2. The method of claim 1 , wherein capturing images of the location includes capturing images of a portion of an enclosed room or a portion of an open concept workspace.
3. The method of claim 1 , wherein applying the subject detector model includes defining bounding boxes for each human head of each subject that is detected in the image.
4. The method of claim 1 , wherein defining the inclusion zone further includes manually inputting room coordinates of the inclusion zone during a manual calibration phase using a graphical user interface.
5. The method of claim 1 , wherein defining the inclusion zone further includes recording world coordinates of a subject during a calibration phase to create boundary lines of the inclusion zone.
6. The method of claim 5 , wherein defining the inclusion zone further includes determining, in an automatic calibration phase, maximum and minimum room parameters of the location.
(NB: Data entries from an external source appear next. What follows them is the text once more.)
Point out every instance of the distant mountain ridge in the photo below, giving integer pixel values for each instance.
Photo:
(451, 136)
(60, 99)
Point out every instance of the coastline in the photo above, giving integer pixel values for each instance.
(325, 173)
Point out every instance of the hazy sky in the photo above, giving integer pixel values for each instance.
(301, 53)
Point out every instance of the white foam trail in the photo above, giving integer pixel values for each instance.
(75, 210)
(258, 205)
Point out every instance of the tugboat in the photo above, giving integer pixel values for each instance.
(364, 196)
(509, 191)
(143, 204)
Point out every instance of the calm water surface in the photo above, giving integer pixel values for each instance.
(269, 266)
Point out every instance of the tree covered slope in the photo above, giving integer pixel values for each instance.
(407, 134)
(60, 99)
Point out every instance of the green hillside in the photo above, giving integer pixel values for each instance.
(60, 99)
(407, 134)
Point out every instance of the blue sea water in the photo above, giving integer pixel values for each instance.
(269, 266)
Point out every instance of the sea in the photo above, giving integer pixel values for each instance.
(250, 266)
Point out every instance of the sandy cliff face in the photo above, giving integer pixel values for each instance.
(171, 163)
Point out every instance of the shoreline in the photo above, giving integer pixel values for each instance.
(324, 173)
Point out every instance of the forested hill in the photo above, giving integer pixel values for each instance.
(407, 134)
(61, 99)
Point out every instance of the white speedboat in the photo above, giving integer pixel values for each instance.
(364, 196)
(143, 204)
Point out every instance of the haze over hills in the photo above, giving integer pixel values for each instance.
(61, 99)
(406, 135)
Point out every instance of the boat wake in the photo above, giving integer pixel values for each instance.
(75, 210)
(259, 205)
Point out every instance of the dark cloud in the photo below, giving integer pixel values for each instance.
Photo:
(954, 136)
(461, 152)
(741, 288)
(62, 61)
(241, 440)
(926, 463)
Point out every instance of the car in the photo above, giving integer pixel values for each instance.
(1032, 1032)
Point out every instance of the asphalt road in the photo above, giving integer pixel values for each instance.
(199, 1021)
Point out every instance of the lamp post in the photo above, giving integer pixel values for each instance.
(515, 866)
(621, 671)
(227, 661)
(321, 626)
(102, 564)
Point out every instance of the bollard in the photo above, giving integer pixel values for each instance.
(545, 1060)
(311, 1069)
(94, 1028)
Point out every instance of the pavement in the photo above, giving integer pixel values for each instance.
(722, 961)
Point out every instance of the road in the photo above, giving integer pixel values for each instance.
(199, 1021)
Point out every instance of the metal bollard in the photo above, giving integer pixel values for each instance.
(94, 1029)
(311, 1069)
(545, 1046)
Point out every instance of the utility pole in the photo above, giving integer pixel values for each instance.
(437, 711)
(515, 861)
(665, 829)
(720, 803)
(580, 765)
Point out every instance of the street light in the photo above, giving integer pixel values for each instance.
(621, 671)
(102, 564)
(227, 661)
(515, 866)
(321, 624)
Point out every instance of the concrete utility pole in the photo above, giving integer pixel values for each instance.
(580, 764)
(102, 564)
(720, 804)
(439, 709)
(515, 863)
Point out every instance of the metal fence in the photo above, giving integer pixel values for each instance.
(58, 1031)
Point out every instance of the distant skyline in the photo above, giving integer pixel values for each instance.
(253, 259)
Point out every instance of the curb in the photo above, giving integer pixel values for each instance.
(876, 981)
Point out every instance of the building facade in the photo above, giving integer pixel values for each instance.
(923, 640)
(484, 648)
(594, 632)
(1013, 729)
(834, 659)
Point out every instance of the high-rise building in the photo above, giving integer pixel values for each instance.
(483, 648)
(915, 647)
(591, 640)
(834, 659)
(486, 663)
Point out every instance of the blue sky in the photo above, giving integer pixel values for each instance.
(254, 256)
7. The method of claim 6 , wherein that maximum and minimum room parameters include a maximum room width parameter, a minimum room width parameter, and a maximum room depth parameter.
8. The method of claim 1 , wherein filtering the data associated with subjects that are determined to be not within the inclusion zone includes at least one of:
muting audio included in the data; and
blurring video included in the data.
9. The method of claim 1 , wherein processing the data includes transmitting the data to a far end of the videoconference.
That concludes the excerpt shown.